Thanks for your replies. not sure off hand of wattage but its a lucky reptile super rain machine.

whats this "hacked" in regards to the timer please

also what sort of price would I be looking at please polywog??


----------



## pollywog

By hacked I mean they take a standard digital timer, break into the program and alter it (like someone hacks into a website or hacks into a computer). This seams to have an effect on the timer and causes them to fail, some sooner than others.

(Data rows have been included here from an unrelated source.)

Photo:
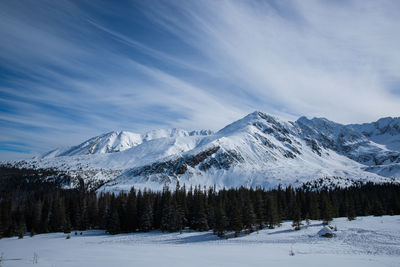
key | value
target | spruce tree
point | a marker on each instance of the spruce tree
(220, 220)
(272, 213)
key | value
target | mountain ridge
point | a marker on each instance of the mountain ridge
(257, 150)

The timers we stock are usually £35 I know that's a bit more expensive than some of the other options available but they are very reliable and in my view worth the extra, it's much better to spend a little extra on the timer than risk damage to the devise it's controlling - they are the only timers I recomend for controling our misting systems. They are designed to be used in conjunction with a standard household segmental timer and wire in place of the plug. They have 5, 10, 15, 20, 25, 30, 35, 40, 60, 90, & 120 second time periods as well as an option for continuous running. They are also built in the UK and so are built to UK electrical standards to be used with a maximum recommended pump size of 150 watts.

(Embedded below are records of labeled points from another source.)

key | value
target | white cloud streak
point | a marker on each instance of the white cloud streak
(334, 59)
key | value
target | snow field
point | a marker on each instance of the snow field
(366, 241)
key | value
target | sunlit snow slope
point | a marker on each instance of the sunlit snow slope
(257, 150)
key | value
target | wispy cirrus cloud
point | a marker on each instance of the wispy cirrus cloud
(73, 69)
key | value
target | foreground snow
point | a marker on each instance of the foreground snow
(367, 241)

Also we have our January sale on at present so they will go staight into the sale when they arrive back into stock tomorrow.


----------



## nezzer01

hi pollywog could you put a link on as i carnt find you timers
thanx s:2thumb:


----------



## pollywog

Hi, At the moment they're not on the site as they're out of stock - I don't list things on the site if I don't have them in stock ready to be sent out. They'll be back on there under the *Misting Systems> Controllers* section as soon as they come in.


----------



## nezzer01

thanxs pollywog will keep a look out on your site :2thumb:


----------



## pollywog

Looks like the snow that fell around us last night has held up our deliveries, it will probably be monday that we receive the new stock now.


----------



## pollywog

Arrived this afternoon they're now back up on the site.


----------



## scubamedic

Hi Pollywog

Not too sure how they work. I need to buy another normal timer I guess an then wire them in some how?? Do they come with installation instructions etc as im not very electrical literate. 

thanks
Neil


----------



## pollywog

You wire these on to your pump in place of the plug (instructions are provided and it's very simple), you then turn the dial on the timer to set the number of seconds you want.
Next you take a normal household segment timer (a couple quid from DIY stores, Supermarkets or Argos - or sometimes available free from your local police) and set the on/off periods.
Plug the seconds timer into the segment timer and then plug the segment timer into the mains. The segment timer brings the pump on at the set times and the seconds timer over-rides and cuts the power to turn it off after the set number of seconds.

It's much simpler than it sounds.

If your pump has a transformer plug you can wire the timer onto an extention lead and plug it in that way.


----------